Amnesty France relaie, dans une publication diffusée sur X, que l’Afrique du Sud accuse Israël de ne pas avoir respecté les mesures provisoires ordonnées par la Cour internationale de justice (CIJ) dans le cadre de la procédure engagée sur la situation à Gaza. Selon les chiffres relayés par l’organisation, au moins 1 303 Palestiniens, dont plus de 300 enfants, ont été tués depuis le cessez-le-feu d’octobre 2025.
Amnesty France indique que l’Afrique du Sud a déposé une « nouvelle enquête » auprès de la CIJ, dans laquelle Pretoria conclut qu’Israël n’a pas respecté les mesures imposées par la juridiction internationale et continue, selon elle, de commettre un génocide à Gaza.
L'organisation rappelle que l’Afrique du Sud a saisi la Cour internationale de justice en décembre 2023, accusant Israël de génocide à l’encontre des Palestiniens de Gaza.
La CIJ a ensuite ordonné 10 mesures provisoires et contraignantes à Israël dans le cadre de cette procédure. Amnesty France appelle à leur mise en œuvre et estime que les États doivent prendre des mesures afin d’en assurer l’application.

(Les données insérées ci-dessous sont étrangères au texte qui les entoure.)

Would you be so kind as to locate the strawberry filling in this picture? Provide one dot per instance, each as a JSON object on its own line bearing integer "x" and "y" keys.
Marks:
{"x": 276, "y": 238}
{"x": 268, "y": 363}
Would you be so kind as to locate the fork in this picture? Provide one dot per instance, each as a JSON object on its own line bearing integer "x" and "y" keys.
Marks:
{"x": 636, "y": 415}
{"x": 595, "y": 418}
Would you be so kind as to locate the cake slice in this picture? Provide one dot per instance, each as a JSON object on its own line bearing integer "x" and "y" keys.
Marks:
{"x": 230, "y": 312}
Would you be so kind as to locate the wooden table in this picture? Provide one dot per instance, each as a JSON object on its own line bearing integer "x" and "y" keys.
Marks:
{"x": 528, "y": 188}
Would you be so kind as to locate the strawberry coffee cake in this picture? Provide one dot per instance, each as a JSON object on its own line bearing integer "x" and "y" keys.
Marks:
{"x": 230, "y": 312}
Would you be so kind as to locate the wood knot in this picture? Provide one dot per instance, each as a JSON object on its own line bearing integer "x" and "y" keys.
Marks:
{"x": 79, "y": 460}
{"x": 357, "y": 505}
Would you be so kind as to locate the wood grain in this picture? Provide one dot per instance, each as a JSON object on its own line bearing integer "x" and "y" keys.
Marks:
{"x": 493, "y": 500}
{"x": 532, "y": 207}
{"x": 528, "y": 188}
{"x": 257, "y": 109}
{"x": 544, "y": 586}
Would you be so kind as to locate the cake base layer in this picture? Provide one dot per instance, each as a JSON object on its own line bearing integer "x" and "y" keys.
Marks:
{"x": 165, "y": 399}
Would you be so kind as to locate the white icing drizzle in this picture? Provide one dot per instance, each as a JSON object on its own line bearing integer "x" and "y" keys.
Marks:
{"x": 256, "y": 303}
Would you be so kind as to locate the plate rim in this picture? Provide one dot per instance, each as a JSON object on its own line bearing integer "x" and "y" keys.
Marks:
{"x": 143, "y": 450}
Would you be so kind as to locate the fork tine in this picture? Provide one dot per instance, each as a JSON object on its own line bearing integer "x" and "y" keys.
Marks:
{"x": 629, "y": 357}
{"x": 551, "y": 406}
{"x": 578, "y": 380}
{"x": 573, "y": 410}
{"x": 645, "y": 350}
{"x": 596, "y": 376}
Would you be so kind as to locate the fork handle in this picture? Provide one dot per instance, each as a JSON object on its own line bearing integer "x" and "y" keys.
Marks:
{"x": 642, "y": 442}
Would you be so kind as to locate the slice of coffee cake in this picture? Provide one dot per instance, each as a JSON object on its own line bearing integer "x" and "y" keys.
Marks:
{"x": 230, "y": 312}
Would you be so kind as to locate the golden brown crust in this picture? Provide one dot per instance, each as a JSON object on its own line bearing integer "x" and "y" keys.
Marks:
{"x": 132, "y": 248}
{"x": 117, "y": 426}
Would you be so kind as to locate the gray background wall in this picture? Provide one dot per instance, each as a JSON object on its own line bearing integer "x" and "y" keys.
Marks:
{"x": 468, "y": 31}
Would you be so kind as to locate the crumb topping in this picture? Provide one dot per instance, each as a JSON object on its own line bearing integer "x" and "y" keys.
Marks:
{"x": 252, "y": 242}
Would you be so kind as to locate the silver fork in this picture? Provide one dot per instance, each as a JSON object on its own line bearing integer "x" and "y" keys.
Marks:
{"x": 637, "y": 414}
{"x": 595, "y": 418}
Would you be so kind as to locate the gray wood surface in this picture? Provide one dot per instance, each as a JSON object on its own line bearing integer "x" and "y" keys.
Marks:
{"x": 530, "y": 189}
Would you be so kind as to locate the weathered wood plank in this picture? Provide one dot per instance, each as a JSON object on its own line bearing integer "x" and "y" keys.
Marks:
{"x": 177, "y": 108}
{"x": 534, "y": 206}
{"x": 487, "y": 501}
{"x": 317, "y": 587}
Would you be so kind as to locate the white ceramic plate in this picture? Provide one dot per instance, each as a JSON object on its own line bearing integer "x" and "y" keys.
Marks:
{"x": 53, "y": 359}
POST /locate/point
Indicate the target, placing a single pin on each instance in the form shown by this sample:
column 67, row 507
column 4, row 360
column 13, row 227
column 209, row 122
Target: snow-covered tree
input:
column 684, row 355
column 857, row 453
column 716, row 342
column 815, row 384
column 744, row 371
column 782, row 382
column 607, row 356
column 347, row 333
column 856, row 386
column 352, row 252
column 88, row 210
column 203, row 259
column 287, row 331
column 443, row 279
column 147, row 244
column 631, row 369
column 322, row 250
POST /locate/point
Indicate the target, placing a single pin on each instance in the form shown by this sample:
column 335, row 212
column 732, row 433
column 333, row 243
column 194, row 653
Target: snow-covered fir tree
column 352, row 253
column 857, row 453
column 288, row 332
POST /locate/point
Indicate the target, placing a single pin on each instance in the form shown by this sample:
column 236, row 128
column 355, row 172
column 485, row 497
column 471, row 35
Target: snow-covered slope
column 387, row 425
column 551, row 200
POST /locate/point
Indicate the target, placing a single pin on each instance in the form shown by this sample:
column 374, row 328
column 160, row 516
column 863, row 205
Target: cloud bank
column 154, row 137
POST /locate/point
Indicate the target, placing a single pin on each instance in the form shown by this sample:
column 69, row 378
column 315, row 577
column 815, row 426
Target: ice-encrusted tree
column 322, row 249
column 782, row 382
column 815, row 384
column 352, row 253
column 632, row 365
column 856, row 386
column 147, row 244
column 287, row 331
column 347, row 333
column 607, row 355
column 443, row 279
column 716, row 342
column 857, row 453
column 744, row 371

Amnesty France accuse également les autorités israéliennes de chercher à empêcher la documentation des événements à Gaza. L’organisation affirme notamment que le gouvernement israélien « tue les journalistes palestinien·nes », empêche l’accès aux médias internationaux et entrave le travail des enquêteurs et organismes mandatés par l’ONU.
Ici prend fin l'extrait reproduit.